The investigations of Denys (pers. comm.) showed structures in the eyes of krill suspected of sensing polarized light. This might enable a swarm to navigate, to migrate over great distances into one direction. A report of Guzman (this volume), citing Kanda et al. (1982), supports such an idea: They followed two swarms over 46 and 116 miles traveling at a speed of 15 cm per second in a south general trend.
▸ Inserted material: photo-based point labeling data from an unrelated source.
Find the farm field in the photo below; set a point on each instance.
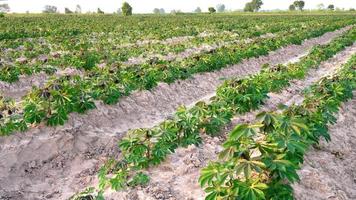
(187, 106)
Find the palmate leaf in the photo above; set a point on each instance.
(293, 125)
(214, 172)
(252, 190)
(33, 114)
(246, 167)
(243, 130)
(58, 118)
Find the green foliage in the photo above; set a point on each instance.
(211, 10)
(259, 160)
(331, 7)
(299, 4)
(292, 7)
(126, 9)
(253, 6)
(142, 148)
(99, 11)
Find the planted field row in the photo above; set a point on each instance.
(145, 147)
(260, 160)
(64, 95)
(81, 54)
(146, 28)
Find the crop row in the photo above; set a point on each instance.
(81, 54)
(67, 94)
(260, 160)
(131, 29)
(142, 148)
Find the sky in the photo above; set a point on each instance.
(146, 6)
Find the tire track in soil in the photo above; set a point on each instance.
(177, 177)
(55, 162)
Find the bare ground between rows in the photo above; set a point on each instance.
(20, 88)
(329, 171)
(54, 162)
(177, 178)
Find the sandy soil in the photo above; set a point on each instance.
(329, 171)
(177, 177)
(21, 87)
(54, 162)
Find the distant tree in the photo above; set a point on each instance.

If we make the two assumptions, that we have animals migrating at constant direction and at a constant speed and take into account the hydrography of the Southern Ocean with its turbulences, we might develop a theory for the unevenly large-scale distribution of krill: In Fig. 15 the parallel arrows represent the swimming-vectors of evenly distributed swarms. The circular arrow-system represents the superimposing current-vectors of an eddy.
Fig 15 Hypothetic concentration effect of a superimposed eddy: Much higher concentrations of schools are in the shaded area
As the cruising speed of a krill swarm can be about 15 cm per second and the rotation-velocity of an eddy can be about 20-40 cm per second, the parameters are not too far from reality. And the assumption of having krill-swarms traveling for some period into one direction might not be too odd, as bird-swarms and insect-swarms do so. The additions of the two vector- systems are drawn as the solid arrows. In such a system after a while there will be much more krill swarms in the shaded area, and many of the new entering swarms will be caught in the eddy.
I am quite aware of the fact, that this model is very hypothetical, but I think it might be worth while to investigate into such directions to find out more about this fascinating animal and ocean.